A new type of atlas, titled Food: An Atlas, is currently being assembled. Darin Jensen, a UC Berkeley geography lecturer and board member of City Slicker Farms, proposed the idea of a food atlas. In June, he sent out a call for food-related maps to various university cartography labs, as well as food policy networks and professionals. Of the ninety submissions he received, approximately seventy will be included in the atlas. Jensen describes the atlas as “a project of guerilla cartography and publishing,” referring to the one hundred volunteers from across the globe who are working on the atlas, including cartographers, researchers, editors, designers, artists, and professors.[i]
The finished atlas will provide a visual representation of food in a variety of contexts. The maps will be organized in various chapters focusing on food production, food distribution, food security and cuisine. There will also be a chapter of conceptual maps, as well as a kids’ chapter, developed by the UK’s Geography Collective.[ii]

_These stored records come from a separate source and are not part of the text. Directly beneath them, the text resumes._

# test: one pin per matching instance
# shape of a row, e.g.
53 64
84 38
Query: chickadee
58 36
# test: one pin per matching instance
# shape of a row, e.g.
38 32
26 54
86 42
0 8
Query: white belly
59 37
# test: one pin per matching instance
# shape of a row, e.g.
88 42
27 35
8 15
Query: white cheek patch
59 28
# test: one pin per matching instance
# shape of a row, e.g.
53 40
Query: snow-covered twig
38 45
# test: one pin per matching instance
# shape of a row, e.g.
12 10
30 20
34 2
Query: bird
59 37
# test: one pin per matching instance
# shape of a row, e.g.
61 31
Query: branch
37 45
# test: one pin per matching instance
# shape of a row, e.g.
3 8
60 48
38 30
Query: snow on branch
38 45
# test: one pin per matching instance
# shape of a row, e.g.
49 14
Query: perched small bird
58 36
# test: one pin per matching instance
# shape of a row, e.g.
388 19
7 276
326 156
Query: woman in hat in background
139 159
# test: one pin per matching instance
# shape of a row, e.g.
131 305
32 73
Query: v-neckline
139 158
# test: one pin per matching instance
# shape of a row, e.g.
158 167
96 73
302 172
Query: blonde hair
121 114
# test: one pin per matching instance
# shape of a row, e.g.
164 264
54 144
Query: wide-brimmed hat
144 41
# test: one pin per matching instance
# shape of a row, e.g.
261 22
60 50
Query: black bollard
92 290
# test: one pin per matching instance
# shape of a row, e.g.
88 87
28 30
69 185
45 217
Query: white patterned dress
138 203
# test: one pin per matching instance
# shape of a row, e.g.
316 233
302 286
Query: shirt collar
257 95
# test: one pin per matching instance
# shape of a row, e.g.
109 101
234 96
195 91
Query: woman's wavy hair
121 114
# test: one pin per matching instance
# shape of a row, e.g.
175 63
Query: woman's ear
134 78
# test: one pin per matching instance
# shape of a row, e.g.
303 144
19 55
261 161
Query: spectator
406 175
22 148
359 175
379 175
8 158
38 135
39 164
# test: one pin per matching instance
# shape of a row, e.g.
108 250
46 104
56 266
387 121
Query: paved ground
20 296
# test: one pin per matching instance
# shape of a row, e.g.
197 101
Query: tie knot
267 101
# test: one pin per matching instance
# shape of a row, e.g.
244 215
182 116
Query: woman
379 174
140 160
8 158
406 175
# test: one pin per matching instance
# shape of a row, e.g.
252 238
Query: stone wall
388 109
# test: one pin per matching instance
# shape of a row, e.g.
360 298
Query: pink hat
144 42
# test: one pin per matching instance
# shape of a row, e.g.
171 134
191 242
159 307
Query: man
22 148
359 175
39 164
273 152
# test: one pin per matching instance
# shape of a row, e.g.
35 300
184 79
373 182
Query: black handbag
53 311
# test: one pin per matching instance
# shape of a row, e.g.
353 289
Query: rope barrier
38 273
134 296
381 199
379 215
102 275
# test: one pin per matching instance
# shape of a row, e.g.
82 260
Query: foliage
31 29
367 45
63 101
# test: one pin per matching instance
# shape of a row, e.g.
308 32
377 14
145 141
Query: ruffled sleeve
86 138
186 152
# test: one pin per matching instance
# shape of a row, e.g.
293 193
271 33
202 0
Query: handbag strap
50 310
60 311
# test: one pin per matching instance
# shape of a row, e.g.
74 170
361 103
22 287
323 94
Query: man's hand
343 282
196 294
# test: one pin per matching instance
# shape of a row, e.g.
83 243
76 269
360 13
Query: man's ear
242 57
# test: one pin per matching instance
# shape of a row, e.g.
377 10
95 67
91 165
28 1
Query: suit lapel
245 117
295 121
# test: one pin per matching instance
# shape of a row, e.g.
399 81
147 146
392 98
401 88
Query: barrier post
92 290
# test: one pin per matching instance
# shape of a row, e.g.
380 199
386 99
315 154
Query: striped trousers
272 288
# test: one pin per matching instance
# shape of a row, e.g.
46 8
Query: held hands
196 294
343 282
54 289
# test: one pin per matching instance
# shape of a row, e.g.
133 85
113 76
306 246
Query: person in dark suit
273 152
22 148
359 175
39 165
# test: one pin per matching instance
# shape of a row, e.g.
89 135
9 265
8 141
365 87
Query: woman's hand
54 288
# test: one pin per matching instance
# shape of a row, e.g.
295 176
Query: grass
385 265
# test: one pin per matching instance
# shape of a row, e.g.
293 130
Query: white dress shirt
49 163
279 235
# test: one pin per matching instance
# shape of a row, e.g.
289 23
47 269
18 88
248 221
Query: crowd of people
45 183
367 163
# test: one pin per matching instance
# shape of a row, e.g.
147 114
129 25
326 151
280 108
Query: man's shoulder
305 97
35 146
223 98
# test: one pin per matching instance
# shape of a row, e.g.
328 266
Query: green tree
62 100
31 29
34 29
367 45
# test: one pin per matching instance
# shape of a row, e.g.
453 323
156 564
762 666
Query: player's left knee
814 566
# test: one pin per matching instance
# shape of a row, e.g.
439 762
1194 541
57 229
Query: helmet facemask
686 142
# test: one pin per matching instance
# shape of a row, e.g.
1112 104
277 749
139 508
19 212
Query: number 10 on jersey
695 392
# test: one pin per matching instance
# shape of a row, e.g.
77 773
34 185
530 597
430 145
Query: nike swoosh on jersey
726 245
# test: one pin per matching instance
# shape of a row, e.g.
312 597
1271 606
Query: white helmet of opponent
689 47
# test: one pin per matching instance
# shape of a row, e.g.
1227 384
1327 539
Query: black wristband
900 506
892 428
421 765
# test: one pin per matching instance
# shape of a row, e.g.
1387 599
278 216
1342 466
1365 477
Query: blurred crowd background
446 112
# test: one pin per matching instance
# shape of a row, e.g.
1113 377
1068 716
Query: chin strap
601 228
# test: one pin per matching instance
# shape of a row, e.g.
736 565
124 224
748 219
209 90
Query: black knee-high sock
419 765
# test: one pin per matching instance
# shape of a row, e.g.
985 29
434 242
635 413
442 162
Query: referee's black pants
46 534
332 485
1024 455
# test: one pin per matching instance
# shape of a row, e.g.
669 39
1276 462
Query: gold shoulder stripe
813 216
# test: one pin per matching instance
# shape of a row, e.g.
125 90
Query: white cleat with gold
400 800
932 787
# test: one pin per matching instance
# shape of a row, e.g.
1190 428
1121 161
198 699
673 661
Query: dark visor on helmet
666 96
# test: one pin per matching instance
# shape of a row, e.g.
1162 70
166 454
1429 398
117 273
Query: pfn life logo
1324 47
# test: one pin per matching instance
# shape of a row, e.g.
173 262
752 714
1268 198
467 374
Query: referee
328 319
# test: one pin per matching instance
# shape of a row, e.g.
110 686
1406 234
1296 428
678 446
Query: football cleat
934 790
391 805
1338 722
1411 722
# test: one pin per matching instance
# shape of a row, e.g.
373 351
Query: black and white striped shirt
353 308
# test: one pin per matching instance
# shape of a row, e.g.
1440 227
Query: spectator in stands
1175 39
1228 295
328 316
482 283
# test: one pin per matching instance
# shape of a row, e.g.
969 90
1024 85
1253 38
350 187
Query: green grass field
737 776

While many of the maps are of a national or international scale, several of the maps are local to the Bay Area. There is a map of taco truck locations in East Oakland, as well as one that provides a “snapshot of urban agriculture projects in San Francisco.”[iii] Other map topics include: global cropland distribution, community supported fisheries in Massachusetts, the rise of food banks in the UK, the redistribution of food surpluses in Italy, and the locations of U.S. farmers markets that accept food stamps.2
The collection of diverse maps will serve as a tool to better understand current food systems. The creators of the project explain, “By exploring and mapping the world of food we are able to gain a better understanding of the role food plays in our lives and our communities.”2
The creative food atlas is expected to be published November 15th and available for purchase in early December. The project collaborators organized a Kickstarter campaign to raise the $20,000 needed to publish the first 1,000 copies of the book. The campaign lasted from October 2nd to the 23rd, and in the end, $29,569 was donated.[iv] The extra money raised will go towards printing more copies of the atlas. It is estimated that the price of each atlas will be about $25 and the proceeds from all sales will be donated to a “food-related organization that is working for food justice.”2
By Alexa Zimbalist, OFPC Intern
[i] Twilley, Nicola. “The Beershed of America and Other Fascinating Food Visualizations.” The Atlantic. The Atlantic, 17 Oct. 2012. Web.
[ii] “Food: An Atlas.” Kickstarter. Darin Jensen, Molly Roy, Guerrilla Cartographers, 23 Oct. 2012. Web. <http://www.kickstarter.com/projects/1276177353/food-an-atlas-0>.
[iii] Roth, Anna. “Food: An Atlas: Project Visualizes the Geography of Sustenance.” SF Weekly. 17 Oct. 2012. Web.
[iv] Handler, Mitchell. “UC Berkeley Lecturer Maps Food Production, Distribution.” The Daily Californian. 25 Oct. 2012. Web.